TODO: Make list of filtering actions for report 


In [None]:
# Check for duplicate rows based on the 'comment_id' column
duplicate_texts = df_raw[df_raw.duplicated(subset='comment_id', keep=False)]
print(f"Number of duplicate texts: {duplicate_texts.shape[0]}")
duplicate_texts[['comment_id', 'text']].head()

In [None]:
# Group by 'comment_id' and count unique 'hate_speech_score' values per group
score_check = df_raw.groupby("comment_id")["hate_speech_score"].nunique()

# Find texts with more than one unique score
inconsistent = score_check[score_check > 1]

# Show how many inconsistencies there are
print(f"Number of 'comment_id' entries with inconsistent scores: {len(inconsistent)}")

# Optionally, view a few examples
if not inconsistent.empty:
    print(df_raw[df_raw["comment_id"].isin(inconsistent.index)].sort_values("comment_id").head(10))

In [22]:
# Step 1: Select relevant columns
df_relevant = df_raw[cols_to_keep].copy()

# Step 2: Convert booleans to integers for mean calculation
bool_cols = [col for col in df_relevant.columns if col.startswith('target_')]
df_relevant[bool_cols] = df_relevant[bool_cols].astype(int)

# Step 3: Group by 'comment_id' and 'text' to keep them in final output
filtered_df = df_relevant.groupby(['comment_id', 'text']).mean().reset_index()

In [23]:
min_score = filtered_df['hate_speech_score'].min()  # e.g., -8.34
max_score = filtered_df['hate_speech_score'].max()  # e.g., +6.3

# replace hate speech core column with normalized column - [0, 1]
filtered_df['hate_speech_score'] = (filtered_df['hate_speech_score'] - min_score) / (max_score - min_score)


In [None]:
# Normalize the thresholds given by the dataset authors
HATE_SPEECH_THRESHOLD_NORMALIZED = (0.5 - min_score) / (max_score - min_score)  
SUPPORTIVE_THRESHOLD_NORMALIZED = (-1 - min_score) / (max_score - min_score)
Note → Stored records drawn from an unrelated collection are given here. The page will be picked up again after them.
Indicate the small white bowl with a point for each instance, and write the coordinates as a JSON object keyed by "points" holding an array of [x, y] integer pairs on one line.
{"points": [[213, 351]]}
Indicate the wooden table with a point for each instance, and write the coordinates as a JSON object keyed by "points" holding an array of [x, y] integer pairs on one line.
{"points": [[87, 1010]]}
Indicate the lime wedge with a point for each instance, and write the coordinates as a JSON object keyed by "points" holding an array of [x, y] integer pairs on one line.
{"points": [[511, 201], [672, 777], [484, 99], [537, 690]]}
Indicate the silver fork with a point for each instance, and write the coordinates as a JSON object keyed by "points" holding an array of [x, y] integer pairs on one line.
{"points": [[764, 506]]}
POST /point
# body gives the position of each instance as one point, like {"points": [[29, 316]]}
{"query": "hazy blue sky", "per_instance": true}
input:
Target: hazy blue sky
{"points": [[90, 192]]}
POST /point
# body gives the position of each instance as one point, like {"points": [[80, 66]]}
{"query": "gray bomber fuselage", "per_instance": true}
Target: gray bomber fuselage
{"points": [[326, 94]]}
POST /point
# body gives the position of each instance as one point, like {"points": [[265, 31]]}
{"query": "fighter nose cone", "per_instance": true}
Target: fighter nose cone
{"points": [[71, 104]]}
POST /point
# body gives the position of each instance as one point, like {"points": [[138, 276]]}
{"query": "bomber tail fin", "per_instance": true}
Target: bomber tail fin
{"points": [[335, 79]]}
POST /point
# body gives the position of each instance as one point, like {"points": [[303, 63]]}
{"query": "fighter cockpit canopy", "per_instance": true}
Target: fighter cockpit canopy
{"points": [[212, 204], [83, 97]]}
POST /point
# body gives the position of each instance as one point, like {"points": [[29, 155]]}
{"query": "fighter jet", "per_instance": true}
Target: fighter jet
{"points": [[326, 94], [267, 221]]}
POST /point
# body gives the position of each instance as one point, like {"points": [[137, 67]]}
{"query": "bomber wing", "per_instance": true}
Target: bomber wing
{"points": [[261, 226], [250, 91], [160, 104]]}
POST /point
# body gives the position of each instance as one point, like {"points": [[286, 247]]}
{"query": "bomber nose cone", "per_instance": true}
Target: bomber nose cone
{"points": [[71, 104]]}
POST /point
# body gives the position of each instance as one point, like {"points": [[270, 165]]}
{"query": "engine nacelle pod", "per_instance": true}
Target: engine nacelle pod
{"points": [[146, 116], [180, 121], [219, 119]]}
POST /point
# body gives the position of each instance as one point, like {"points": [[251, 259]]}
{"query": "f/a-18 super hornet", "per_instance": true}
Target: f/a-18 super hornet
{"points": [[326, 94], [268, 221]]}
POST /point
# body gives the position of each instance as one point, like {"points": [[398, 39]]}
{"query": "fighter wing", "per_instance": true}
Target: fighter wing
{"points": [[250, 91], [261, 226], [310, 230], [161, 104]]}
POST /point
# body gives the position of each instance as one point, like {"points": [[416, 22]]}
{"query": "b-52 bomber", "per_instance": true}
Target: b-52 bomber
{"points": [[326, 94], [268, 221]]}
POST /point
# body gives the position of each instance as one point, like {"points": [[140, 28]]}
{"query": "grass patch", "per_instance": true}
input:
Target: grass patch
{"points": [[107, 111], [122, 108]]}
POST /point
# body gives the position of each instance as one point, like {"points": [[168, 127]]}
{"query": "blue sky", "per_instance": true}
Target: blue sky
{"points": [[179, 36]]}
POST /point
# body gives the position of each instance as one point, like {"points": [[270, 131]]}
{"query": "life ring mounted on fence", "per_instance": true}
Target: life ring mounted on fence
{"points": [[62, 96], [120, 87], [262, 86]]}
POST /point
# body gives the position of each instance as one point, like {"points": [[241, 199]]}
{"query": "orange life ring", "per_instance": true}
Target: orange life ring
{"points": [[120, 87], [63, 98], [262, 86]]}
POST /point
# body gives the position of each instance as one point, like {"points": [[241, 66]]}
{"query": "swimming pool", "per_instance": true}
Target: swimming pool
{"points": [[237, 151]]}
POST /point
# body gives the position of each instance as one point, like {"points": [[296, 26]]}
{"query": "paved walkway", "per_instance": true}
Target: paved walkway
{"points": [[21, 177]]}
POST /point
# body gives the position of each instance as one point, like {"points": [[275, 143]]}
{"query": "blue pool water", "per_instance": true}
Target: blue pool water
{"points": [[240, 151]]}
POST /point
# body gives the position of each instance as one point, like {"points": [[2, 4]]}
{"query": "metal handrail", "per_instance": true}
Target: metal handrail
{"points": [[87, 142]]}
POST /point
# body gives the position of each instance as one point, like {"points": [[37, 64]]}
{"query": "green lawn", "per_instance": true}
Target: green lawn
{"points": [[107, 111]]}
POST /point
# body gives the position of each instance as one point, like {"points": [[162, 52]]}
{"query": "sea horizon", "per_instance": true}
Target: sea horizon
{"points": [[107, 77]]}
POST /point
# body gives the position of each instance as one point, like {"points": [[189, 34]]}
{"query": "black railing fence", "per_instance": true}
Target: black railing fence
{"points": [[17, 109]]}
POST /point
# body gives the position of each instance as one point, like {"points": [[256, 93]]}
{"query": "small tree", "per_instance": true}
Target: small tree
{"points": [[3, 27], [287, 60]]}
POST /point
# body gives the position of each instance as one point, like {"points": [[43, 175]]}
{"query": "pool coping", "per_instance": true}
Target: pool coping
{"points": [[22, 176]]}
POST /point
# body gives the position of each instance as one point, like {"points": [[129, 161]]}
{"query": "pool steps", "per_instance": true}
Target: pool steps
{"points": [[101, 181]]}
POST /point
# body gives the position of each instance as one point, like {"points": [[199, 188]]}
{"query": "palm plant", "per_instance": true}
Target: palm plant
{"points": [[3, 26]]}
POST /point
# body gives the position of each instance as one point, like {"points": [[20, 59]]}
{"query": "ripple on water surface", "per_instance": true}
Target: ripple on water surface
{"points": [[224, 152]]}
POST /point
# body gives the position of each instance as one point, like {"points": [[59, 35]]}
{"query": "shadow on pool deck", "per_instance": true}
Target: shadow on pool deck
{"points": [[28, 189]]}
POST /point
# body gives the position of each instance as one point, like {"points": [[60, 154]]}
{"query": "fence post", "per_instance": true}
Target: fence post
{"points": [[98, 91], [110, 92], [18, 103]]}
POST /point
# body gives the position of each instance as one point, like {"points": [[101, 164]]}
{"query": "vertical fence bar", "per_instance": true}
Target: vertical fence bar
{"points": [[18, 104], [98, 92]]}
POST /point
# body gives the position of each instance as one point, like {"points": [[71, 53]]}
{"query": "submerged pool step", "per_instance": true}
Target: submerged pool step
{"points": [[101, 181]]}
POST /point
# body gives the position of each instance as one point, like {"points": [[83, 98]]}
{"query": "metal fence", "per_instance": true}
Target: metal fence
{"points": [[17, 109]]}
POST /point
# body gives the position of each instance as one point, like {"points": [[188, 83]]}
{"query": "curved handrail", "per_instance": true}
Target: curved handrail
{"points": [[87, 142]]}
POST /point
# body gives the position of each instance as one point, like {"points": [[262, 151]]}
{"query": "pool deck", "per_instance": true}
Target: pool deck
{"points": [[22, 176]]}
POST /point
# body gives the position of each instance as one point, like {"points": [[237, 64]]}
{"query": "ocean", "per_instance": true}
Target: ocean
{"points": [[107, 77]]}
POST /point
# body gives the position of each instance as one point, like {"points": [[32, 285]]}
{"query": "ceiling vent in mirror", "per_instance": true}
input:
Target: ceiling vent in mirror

# Add binary columns for hate speech
filtered_df.insert(filtered_df.columns.get_loc('hate_speech_score') + 1, 'is_hate_speech', (filtered_df['hate_speech_score'] > HATE_SPEECH_THRESHOLD_NORMALIZED).astype(int))

# Print new normalized thresholds 
print(f"Threshold for hate speech: {HATE_SPEECH_THRESHOLD_NORMALIZED:.3f} -> Equivalent to {0.5} on the original scale")
print(f"Threshold for counter speech: {SUPPORTIVE_THRESHOLD_NORMALIZED:.3f} -> Equivalent to {-1} on the original scale")
print(f"Between the two thresholds: {HATE_SPEECH_THRESHOLD_NORMALIZED:.3f} and {SUPPORTIVE_THRESHOLD_NORMALIZED:.3f} -> Equivalent to {0.5} and {-1} on the original scale which is the unambiguous region")


In [None]:
filtered_df.describe()

In [None]:
filtered_df.info()

### 2.3. Post-filtering EDA

In [None]:
plot_hate_speech_score_histogram(filtered_df, HATE_SPEECH_THRESHOLD_NORMALIZED, SUPPORTIVE_THRESHOLD_NORMALIZED)

In [None]:
plot_target_columns_distribution(filtered_df, target_cols_lvl1)
plot_target_columns_detailed(filtered_df, target_cols_lvl1)

In [None]:
inspect_for_cor(filtered_df, target_cols_lvl1, 'Target Columns')

# 3. Models

### 3.0 Function & Class definitions

In [30]:
def append_results(results: list, report: dict, model_name: str, metrics: list[str]):
    
    append_dict = {}

    for metric in metrics:
        append_dict[f'{metric}_hate'] = report['1'][metric]
        append_dict[f'{metric}_non_hate'] = report['0'][metric]
        append_dict[f'{metric}_macro_avg'] = report['macro avg'][metric]
        append_dict[f'{metric}_weighted_avg'] = report['weighted avg'][metric]

    append_dict['accuracy'] = report['accuracy']

    results.append({
        'model': model_name,
        **append_dict
    })

def get_wordnet_pos(tag):
    """
    Convert the part of speech tag to a format that WordNet lemmatizer can understand.
    starts with 'J' for adjectives, 'V' for verbs, 'N' for nouns, and 'R' for adverbs.
    Args:
        tag (str): The part of speech tag.
    Returns:
        str: The WordNet part of speech tag.
    """
    if tag.startswith('J'):
        return wordnet.ADJ
    elif tag.startswith('V'):
        return wordnet.VERB
    elif tag.startswith('N'):
        return wordnet.NOUN
    elif tag.startswith('R'):
        return wordnet.ADV
    else:
        return wordnet.NOUN
    
def is_ascii(token):
    return all(ord(c) < 128 for c in token)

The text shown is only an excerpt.